Two days after we had landed in Maracaibo we started out in the territory, placing much literature. At each door we gave a brief witness, but we did not understand a word the people said. I think they thought it was easier to take the literature than to try to make us understand they did not want it. Two weeks after our arrival the Catholic priests announced that we had come. They described each one of us over the radio, telling the people not to take anything from us. That was fine! Now everyone in town knew who we were and many were the times when people came up to us to ask for books and Bibles. Often we had placed our first book by 7 a.m. Because of the heat the people rose early and so did we.

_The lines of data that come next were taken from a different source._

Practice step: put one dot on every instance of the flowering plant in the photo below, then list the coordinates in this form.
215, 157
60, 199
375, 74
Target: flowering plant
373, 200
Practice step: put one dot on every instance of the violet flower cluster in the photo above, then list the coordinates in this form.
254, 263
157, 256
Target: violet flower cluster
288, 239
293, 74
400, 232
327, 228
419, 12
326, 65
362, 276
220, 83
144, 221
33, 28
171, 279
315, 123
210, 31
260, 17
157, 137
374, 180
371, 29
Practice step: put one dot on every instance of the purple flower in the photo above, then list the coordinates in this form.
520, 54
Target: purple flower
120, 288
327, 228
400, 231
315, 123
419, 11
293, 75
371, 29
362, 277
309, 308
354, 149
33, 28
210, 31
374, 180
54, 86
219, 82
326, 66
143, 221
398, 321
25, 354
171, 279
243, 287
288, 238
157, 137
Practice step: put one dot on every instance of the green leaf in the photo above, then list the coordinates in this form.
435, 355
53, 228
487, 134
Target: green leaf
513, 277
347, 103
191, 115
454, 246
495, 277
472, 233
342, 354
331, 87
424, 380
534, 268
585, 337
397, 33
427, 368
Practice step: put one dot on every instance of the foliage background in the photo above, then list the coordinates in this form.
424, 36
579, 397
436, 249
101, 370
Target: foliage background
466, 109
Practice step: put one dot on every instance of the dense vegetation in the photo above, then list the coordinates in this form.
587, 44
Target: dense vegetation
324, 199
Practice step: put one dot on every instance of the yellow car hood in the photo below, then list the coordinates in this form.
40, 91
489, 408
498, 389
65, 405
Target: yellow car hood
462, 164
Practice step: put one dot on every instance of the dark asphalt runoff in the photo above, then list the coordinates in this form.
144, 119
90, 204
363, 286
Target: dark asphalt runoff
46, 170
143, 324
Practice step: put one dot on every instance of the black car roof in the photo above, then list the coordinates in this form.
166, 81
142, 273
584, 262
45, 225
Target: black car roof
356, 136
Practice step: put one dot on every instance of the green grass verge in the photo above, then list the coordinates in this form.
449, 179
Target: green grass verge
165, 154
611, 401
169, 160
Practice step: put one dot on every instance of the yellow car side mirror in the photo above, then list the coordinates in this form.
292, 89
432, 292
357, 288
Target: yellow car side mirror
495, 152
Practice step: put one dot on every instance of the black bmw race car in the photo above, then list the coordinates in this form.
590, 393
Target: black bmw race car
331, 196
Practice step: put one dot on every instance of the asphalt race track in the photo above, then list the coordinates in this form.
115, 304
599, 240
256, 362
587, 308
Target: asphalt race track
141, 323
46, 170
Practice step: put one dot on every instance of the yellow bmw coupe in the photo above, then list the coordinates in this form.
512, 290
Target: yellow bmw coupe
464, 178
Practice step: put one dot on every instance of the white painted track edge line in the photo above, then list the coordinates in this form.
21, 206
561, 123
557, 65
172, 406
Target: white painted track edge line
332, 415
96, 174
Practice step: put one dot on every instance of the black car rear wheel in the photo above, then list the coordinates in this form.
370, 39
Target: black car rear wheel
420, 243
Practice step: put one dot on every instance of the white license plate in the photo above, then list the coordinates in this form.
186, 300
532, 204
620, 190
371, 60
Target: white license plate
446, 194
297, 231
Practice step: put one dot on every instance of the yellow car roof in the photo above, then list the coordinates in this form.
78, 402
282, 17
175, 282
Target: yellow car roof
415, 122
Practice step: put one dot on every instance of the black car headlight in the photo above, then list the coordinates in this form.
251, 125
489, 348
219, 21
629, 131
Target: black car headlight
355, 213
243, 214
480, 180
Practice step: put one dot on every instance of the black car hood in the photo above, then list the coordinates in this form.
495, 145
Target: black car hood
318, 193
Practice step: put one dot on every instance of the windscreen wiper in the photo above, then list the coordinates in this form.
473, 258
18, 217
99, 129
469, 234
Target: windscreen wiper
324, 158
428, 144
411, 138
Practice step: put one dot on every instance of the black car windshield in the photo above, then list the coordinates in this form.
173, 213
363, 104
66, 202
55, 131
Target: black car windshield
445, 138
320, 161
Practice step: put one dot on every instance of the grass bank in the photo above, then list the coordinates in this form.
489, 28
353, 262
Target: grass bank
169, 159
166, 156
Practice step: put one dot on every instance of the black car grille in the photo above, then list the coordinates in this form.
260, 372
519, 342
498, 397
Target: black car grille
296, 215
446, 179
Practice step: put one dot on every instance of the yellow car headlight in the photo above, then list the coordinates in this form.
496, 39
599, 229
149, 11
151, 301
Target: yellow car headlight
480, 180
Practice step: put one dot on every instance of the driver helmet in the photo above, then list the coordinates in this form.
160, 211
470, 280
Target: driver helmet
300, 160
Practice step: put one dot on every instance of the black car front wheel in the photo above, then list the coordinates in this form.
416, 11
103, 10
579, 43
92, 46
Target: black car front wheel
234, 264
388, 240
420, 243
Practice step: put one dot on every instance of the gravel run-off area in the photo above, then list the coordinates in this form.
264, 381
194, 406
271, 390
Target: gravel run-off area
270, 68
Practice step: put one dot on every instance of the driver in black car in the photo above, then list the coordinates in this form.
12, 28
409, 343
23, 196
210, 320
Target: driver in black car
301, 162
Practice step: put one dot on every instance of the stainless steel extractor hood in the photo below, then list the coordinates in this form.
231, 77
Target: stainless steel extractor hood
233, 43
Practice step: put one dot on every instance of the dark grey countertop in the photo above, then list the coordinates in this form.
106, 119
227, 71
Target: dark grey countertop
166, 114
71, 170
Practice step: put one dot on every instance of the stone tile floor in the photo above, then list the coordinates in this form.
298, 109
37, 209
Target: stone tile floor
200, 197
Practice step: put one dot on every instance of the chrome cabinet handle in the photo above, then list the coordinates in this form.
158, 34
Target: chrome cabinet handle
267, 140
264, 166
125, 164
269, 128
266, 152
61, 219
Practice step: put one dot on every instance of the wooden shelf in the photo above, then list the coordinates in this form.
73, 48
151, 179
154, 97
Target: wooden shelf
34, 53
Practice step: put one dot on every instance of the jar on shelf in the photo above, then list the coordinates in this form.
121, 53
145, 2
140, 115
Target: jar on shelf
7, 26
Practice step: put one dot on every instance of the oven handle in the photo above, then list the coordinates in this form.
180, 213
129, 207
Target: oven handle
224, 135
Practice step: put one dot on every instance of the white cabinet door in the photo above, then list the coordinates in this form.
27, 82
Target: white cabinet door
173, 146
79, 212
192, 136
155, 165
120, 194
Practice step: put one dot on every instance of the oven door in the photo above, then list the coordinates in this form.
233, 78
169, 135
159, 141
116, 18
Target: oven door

We worked hard and found many people of good will with whom we conducted studies with our meager knowledge of Spanish. I shall always remember with a great deal of pleasure one of the first studies I had. The lady could not read, so I had to read to her. I could not read very well, but between us we figured out what the paragraphs said. She soon became a publisher and her husband wanted the book read to him. By this time I could read a little better and explain a little more; but as time went on I realized I had to make a real effort to learn the language fast, as here were sheep who wanted information right away and could not wait until I took my own good time learning the language. Learning a foreign language was for me not easy but was interesting, and more satisfying as I came to understand what people were talking about. Daily we bought a newspaper and tried to read it. I studied books on the country and found Venezuela a very interesting land to be in. To this day I keep up with its events and happenings, all of which makes me feel that I belong here.

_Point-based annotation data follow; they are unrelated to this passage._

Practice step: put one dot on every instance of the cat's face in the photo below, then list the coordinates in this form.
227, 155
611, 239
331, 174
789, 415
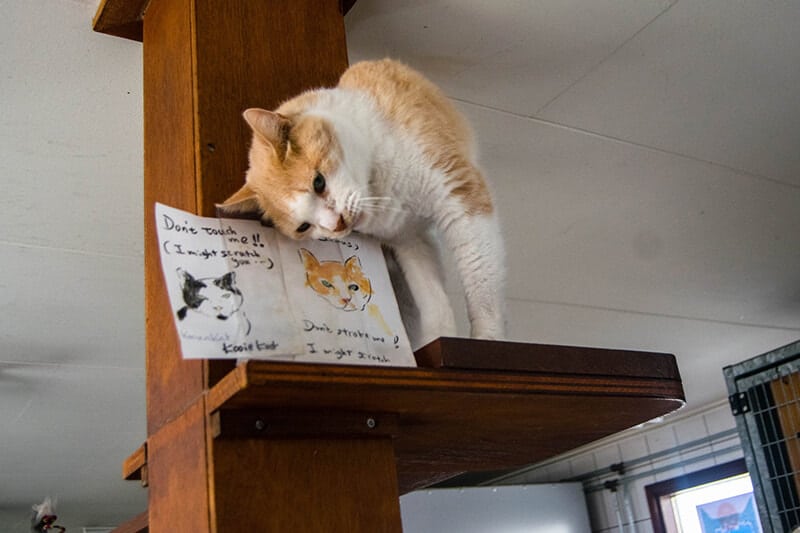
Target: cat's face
343, 285
214, 297
298, 178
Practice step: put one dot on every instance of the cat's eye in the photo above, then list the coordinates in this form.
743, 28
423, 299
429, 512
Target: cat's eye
319, 183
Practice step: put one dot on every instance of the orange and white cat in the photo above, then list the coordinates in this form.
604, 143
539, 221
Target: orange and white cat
384, 153
341, 284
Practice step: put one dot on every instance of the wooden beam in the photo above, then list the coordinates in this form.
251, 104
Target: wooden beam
124, 18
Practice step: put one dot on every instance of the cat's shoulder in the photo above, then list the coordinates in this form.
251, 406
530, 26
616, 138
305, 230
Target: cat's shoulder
385, 75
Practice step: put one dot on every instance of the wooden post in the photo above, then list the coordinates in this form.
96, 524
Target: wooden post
206, 61
291, 447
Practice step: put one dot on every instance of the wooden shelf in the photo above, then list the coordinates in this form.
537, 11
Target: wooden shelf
446, 421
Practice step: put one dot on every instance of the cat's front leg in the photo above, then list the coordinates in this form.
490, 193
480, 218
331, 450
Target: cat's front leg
431, 316
477, 247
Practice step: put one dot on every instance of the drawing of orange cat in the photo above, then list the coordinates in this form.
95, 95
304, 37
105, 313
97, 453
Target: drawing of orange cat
341, 284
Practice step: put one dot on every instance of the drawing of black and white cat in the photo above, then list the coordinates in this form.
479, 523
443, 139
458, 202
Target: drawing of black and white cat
216, 298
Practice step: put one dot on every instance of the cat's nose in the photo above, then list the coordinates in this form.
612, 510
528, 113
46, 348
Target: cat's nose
341, 225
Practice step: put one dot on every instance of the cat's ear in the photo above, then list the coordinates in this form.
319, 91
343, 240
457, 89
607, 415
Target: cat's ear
227, 281
353, 264
241, 202
309, 261
271, 127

After working three and a half years in Maracaibo’s heat, we were transferred to Barquisimeto, an interior city, much cooler. An entirely different type of city, its people are very fanatical, poor, and much more than half of them cannot read. That meant we had to work a little harder to find the sheep, and now we have in this place a strong, growing, clean organization. Our hearts go out to these people; they are so blinded by the Catholic priests who continually warn them against us and the Bible. One day while I was witnessing in a store a Catholic priest stepped up and grabbed a booklet from my hand, tore it in four pieces and tried to hand it back to me. I told him it was my property and he would have to pay for it. He fished around in his skirts and came up with the price of the booklet. He didn’t utter a word.
When the “saints” are carried from one church to another thousands of people walk in the streets, carrying lighted candles. Most of them have never seen a Bible, nor do they know who Jehovah is. One woman told me she had her own god and ran into the house and came out with an image of Mary. She said: “This is my god.”

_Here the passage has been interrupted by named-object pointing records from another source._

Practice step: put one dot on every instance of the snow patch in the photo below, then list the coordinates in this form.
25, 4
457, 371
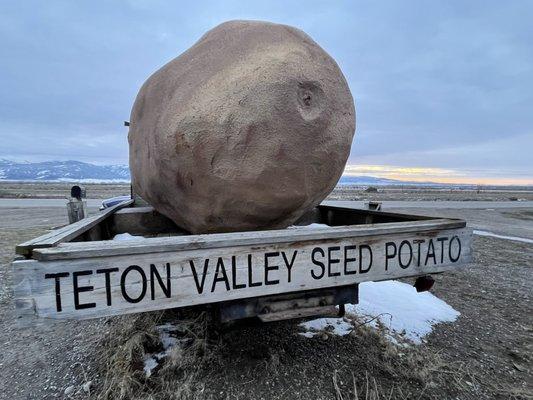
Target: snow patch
310, 226
168, 335
402, 309
495, 235
395, 305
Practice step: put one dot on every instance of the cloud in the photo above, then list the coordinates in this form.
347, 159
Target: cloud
445, 85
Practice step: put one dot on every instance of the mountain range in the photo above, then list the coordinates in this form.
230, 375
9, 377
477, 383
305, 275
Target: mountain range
66, 171
76, 171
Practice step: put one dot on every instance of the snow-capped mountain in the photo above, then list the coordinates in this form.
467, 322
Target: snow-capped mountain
62, 171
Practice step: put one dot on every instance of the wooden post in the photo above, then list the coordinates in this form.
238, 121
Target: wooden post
77, 210
76, 207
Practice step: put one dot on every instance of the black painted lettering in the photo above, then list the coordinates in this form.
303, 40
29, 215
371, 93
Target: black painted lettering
269, 267
125, 294
289, 264
454, 259
57, 277
366, 247
388, 254
79, 289
154, 273
235, 285
318, 263
107, 276
400, 260
442, 240
251, 283
220, 270
418, 242
332, 261
430, 253
199, 284
348, 260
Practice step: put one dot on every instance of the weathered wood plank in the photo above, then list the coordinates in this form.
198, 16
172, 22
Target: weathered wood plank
267, 265
191, 242
68, 232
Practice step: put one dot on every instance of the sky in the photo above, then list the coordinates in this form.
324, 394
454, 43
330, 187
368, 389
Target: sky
443, 89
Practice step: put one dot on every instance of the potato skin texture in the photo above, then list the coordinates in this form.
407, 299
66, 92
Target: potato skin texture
246, 130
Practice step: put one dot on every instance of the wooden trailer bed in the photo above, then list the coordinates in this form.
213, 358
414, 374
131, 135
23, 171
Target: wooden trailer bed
78, 272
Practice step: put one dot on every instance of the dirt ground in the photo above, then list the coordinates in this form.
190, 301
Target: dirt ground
486, 354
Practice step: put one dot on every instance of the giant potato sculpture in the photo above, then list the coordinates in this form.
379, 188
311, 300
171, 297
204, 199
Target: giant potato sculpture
248, 129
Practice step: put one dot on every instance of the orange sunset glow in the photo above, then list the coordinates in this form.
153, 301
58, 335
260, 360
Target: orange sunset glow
436, 175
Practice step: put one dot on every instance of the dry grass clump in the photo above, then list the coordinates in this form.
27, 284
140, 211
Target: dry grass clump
132, 339
395, 369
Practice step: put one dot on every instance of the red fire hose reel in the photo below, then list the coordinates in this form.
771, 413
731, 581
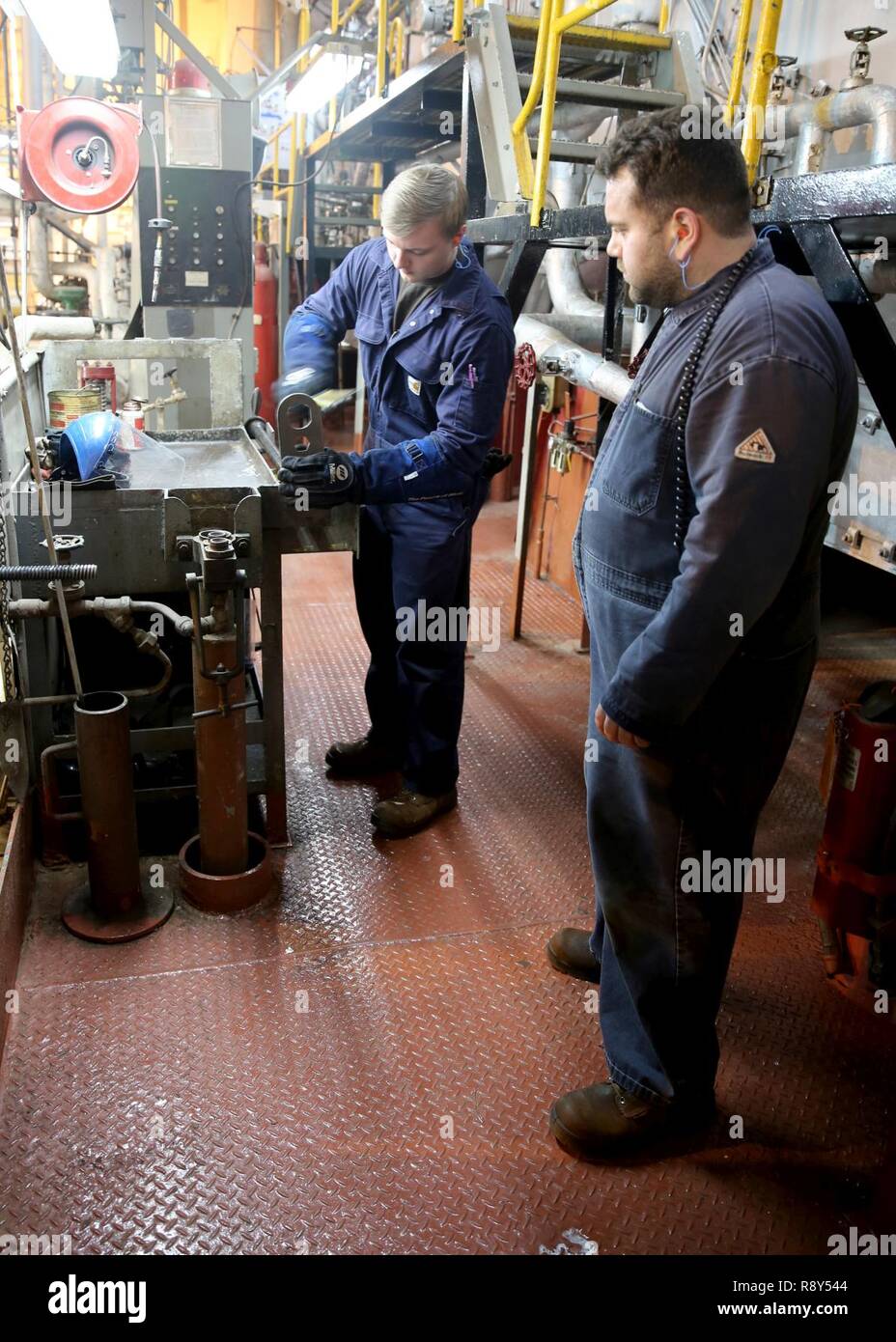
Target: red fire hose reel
79, 154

What better career could I have chosen for pursuing my purpose in life than to be a foreign missionary and have the privilege of introducing the Bible, God’s holy word of truth, to these people? Where could I have received more blessings than have been mine in this missionary assignment? Often I think of the rich blessings I would have missed had it become necessary for me to return to my home land during the first few months or first year in my assignment. I would not have learned a new language, nor learned to live in the tropics, where I can enjoy the beautiful flowers that bloom all year round, eat new foods, see congregations spring up where the truth had never been heard of, and associate with the “other sheep” of a different race.
I could just go on and write a book on the joys of being a missionary, but I think the time can be better spent by me in preaching and I’ll let the pages be the “other sheep,” and bind them in love and gild the edges in happiness. Thanks be to Jehovah for giving me the privilege of being a missionary.
Jesus said to him: “If you want to be complete, go sell your belongings and give to the poor and you will have treasure in heaven, and come be my follower.”—Matt. 19:21, NW.